Один раз мы уже объяснились, довольно спокойно, и решили расстаться, даже расстались - она пока жила на даче, а я в городе. Но вот она снова попросила приехать, и я поехал, мне было тревожно и неприятно - опять нужно будет говорить какие-то серьезные слова, очень много слов, целую паутину надо вязать, и есть опасность самому в ней запутаться.

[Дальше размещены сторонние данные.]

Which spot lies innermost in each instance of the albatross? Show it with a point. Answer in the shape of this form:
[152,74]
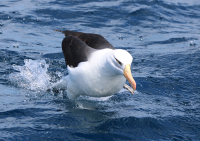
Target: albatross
[95,67]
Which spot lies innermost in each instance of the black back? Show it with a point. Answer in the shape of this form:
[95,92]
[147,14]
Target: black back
[78,46]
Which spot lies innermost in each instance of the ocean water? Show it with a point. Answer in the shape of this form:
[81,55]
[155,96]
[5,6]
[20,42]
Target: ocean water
[163,36]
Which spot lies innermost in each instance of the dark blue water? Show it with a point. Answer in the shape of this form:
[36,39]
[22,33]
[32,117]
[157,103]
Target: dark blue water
[163,36]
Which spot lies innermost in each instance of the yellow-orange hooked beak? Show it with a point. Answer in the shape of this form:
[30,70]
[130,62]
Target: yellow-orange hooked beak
[129,77]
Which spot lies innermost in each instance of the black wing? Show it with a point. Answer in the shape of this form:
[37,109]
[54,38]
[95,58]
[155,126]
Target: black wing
[95,41]
[75,51]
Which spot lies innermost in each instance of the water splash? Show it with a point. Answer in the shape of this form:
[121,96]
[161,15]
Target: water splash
[33,75]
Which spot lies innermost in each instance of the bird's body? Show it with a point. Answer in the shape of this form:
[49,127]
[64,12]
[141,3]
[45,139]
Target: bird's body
[93,71]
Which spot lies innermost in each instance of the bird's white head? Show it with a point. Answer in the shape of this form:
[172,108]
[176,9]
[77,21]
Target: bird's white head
[120,61]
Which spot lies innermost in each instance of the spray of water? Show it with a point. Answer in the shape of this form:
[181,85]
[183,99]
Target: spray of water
[33,75]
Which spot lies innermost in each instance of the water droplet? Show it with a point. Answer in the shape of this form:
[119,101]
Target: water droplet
[120,38]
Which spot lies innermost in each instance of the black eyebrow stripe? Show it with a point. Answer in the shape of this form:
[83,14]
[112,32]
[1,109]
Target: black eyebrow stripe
[118,61]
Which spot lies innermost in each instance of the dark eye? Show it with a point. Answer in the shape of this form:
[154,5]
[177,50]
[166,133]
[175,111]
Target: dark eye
[118,61]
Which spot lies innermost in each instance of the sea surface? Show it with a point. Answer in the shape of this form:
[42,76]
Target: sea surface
[163,36]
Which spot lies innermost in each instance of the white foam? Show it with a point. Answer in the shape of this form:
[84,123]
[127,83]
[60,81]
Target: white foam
[33,75]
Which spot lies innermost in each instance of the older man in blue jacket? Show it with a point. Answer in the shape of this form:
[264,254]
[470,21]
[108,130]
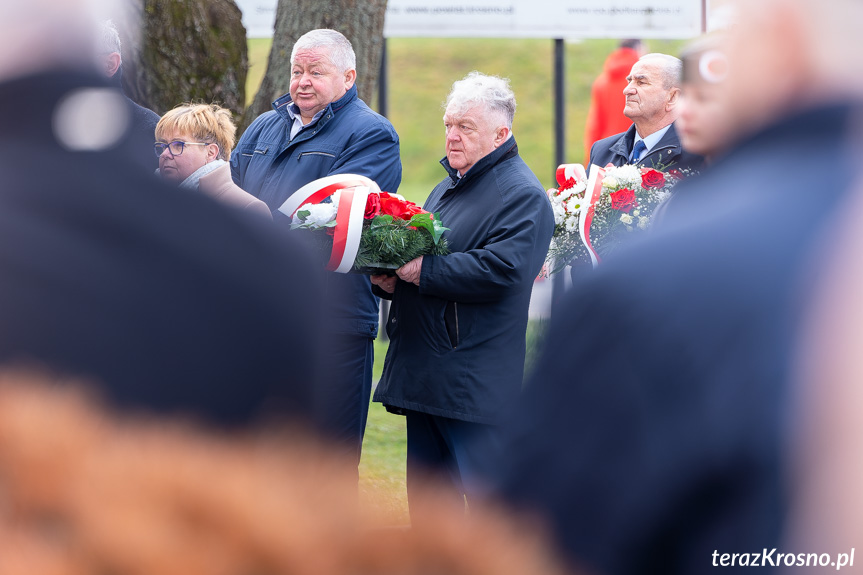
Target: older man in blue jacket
[457,323]
[318,129]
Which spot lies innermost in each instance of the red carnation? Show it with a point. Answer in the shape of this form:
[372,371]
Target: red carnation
[652,179]
[373,206]
[623,200]
[390,205]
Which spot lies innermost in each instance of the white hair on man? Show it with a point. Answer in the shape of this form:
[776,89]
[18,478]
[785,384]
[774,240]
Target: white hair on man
[672,68]
[341,52]
[492,92]
[109,40]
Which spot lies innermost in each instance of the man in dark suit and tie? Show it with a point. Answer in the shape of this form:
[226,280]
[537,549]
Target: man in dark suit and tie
[652,97]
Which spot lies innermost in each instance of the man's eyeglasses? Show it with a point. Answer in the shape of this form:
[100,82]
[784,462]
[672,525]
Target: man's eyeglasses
[175,147]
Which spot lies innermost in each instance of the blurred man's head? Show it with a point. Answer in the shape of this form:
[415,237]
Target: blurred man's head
[652,93]
[41,34]
[703,125]
[787,55]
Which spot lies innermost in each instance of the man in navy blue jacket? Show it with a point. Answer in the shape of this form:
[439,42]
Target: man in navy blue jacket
[457,323]
[655,436]
[164,301]
[322,128]
[651,101]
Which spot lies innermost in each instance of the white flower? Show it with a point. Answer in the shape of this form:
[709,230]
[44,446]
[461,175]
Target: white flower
[628,175]
[319,214]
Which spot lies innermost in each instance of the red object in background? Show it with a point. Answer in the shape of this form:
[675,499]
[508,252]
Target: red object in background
[605,117]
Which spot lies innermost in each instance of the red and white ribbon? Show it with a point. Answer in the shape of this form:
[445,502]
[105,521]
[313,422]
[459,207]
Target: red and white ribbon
[355,191]
[591,196]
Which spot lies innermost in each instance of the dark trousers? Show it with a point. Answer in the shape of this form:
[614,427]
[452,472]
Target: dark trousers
[343,393]
[443,453]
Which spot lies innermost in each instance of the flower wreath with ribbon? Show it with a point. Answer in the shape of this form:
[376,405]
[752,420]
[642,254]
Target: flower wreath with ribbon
[371,231]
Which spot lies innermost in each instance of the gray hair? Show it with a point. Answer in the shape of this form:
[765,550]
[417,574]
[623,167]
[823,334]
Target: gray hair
[672,69]
[109,41]
[492,92]
[341,52]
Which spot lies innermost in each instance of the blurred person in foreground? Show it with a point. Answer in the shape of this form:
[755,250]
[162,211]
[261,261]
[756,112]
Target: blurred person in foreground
[193,144]
[651,102]
[168,302]
[605,115]
[703,125]
[321,128]
[457,322]
[143,120]
[660,442]
[87,491]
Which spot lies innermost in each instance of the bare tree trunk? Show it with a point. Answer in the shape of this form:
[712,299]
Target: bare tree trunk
[361,21]
[190,50]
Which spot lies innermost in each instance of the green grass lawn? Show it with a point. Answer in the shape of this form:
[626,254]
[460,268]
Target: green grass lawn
[422,71]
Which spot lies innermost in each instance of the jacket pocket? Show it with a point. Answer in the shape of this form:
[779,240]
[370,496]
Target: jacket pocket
[450,318]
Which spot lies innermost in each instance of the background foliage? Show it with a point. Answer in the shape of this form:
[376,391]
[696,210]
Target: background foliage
[421,72]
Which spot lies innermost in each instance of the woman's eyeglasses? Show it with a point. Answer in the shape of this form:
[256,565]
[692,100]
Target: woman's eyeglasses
[175,147]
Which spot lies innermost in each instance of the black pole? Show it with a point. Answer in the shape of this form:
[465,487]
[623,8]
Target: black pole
[383,105]
[558,285]
[559,103]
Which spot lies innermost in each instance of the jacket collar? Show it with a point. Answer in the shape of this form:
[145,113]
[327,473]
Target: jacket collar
[507,150]
[281,104]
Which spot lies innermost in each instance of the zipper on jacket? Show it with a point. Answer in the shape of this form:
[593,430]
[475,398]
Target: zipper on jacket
[301,154]
[450,320]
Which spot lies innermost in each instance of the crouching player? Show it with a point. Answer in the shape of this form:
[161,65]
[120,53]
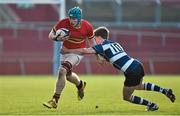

Уже подходя к калитке, я увидел два светящихся окна на втором этаже, и тут всплыла ясная отчетливая мысль, но такая гнетущая, такая тяжелая, что я даже ухватился за планки забора, как будто мог упасть, - мысль о невозможности счастья. Я вдруг понял, что именно это и было последней, до сих пор неосознаваемой, причиной моего ухода. Я не просто понял, а почувствовал всем своим существом эту невозможность. "На свете счастья нет", - может быть, Пушкин находился в таком же состоянии, когда писал эти строки. Но почему оно невозможно, откуда такая уверенность - я не мог объяснить. И еще сильнее вцепился в забор, потому что дом с двумя освещенными окнами вдруг вздрогнул, повернулся, надвинулся всей массой. Померк свет, а потом плотная, обволакивающая тишина опустилась на меня.
Осторожно, боясь вспугнуть ее, я открыл глаза и посмотрел на огромный, во всю стену отсека экран. Ничего не изменилось - по-прежнему четыре звезды, словно в очередь, выстроились слева, правда, вторая стала немного ярче и слегка затмевала свою ближайшую соседку. А справа вот уже шестой год тянется унылая, вытянутая кишкой разряженная туманность, разбросавшая часть своих звезд прямо на нашем пути. И еще, все на том же градусе, всегда на том же месте экрана слабое, еле видимое мерцание. Это не звезда - это дюзы нашего ведущего корабля, он идет в нескольких тысячах километров впереди нас, и мы словно в связке несемся в космосе - две жалкие живые песчинки в огромном грозном ледяном безмолвии.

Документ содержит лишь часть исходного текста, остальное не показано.